Copyright Infringement & Remedies (Title 17, Chapter 5)
So, you’ve got a valid copyright, you know what your rights are, and you think someone is using your work illegally. What do you do? Sue?
Lawsuits are expensive, and can get messy. The first thing you do is send a “cease and desist” letter. Your goal is to put an end to any ongoing infringement. Once that’s done, you can worry about damages. Here is what the body of such a letter might look like:
What are the “legal/and or equitable remedies” available? While other areas of law might provide other remedies in addition to those granted by Title 17, half a dozen sections of Chapter 5, including §502, cover the remedies granted by copyright law. But before those remedies are available, we must prove infringement.
Proof of Illegal Copying (Infringement)
As discussed above, §106 does include a category of infringement which does not involve copying a protected work (i.e., distribution), but the sheer number of infringement claims which do involve copying make it important to know how one can make out a case. After all, a derivative work involves some level of copying, and even the exclusive rights of performance and display are only violated when a “copy” is performed or displayed.
The mere existence of a copy is only the first element of an infringement claim. It must further be proven that the copy was improper under the statute. Copying material which is in the public domain, for example, does not constitute infringement, even if that same material was used in another author’s earlier work.
EXAMPLE: Leonardo DaVinci’s almost unknown “Butterfly Wing in Flight” was used as the basis for Roxy Sager’s 2001 piece “Butterflies Fly.” In 2004, Conrad Saekeur sees Roxy’s work and, with the DaVinci sketch in the background, produces his own version, titling it “Caterpillar No More.” Even if Conrad copied the DaVinci elements from Roxy’s work, his copy is not an infringement, as the copied portion is in the public domain. If, on the other hand, Conrad copies some of Roxy’s original work, the result would be otherwise.

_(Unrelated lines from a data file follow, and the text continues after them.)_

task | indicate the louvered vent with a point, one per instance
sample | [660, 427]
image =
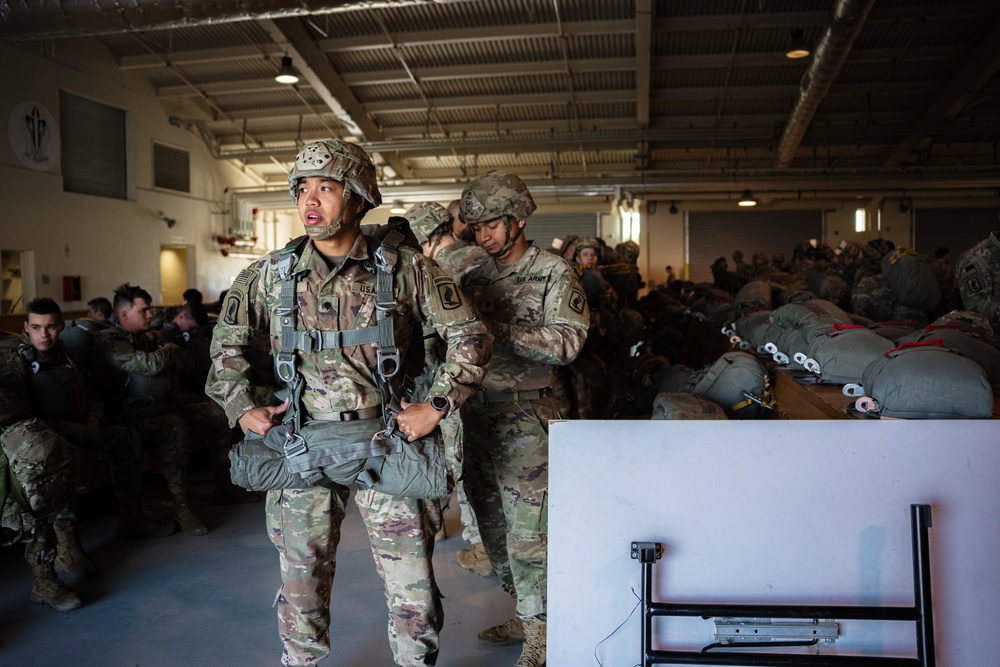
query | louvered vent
[171, 168]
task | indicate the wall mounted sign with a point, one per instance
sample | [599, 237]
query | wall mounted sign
[34, 136]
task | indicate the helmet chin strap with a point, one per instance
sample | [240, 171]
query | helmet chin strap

There is no simple test to prove copying, but the two most often cited factors are:
Similarity: The degree to which one work resembles another is quite relevant to the question of copying. Note that courts are not in agreement as to how to determine the degree of similarity between two works.
- Specific elements may be considered or, instead, overall appearance, general color, patterns, etc., are considered in the context of what a “reasonable person” might conclude, as Judge Learned Hand determined in
Peter Pan Fabrics Inc., v. Martin Weiner Corp, 274 F.2d 487 (2d Cir. 1960)(regarding a copyrighted design imprinted on cloth). See also Educational Testing Services v. Katzman, 793 F.2d 533 (3d Cir. 1986)(Ad hoc determination following Peter Pan concludes that a test prep company’s “facsimile exam” is substantially similar to test maker’s exam).
- Or, as in
Alexander v. Haley, 460 F.Supp 40 (S.D.N.Y. 1978), a court might first remove from consideration any portion of the work which is not unique or original, and then compare it to the potential infringing copy (the case involved the movie “Roots,” and on its way to finding insufficient similarity to conclude that there was copying, the court did not consider the scenes which were usual in portraying life in the slave states).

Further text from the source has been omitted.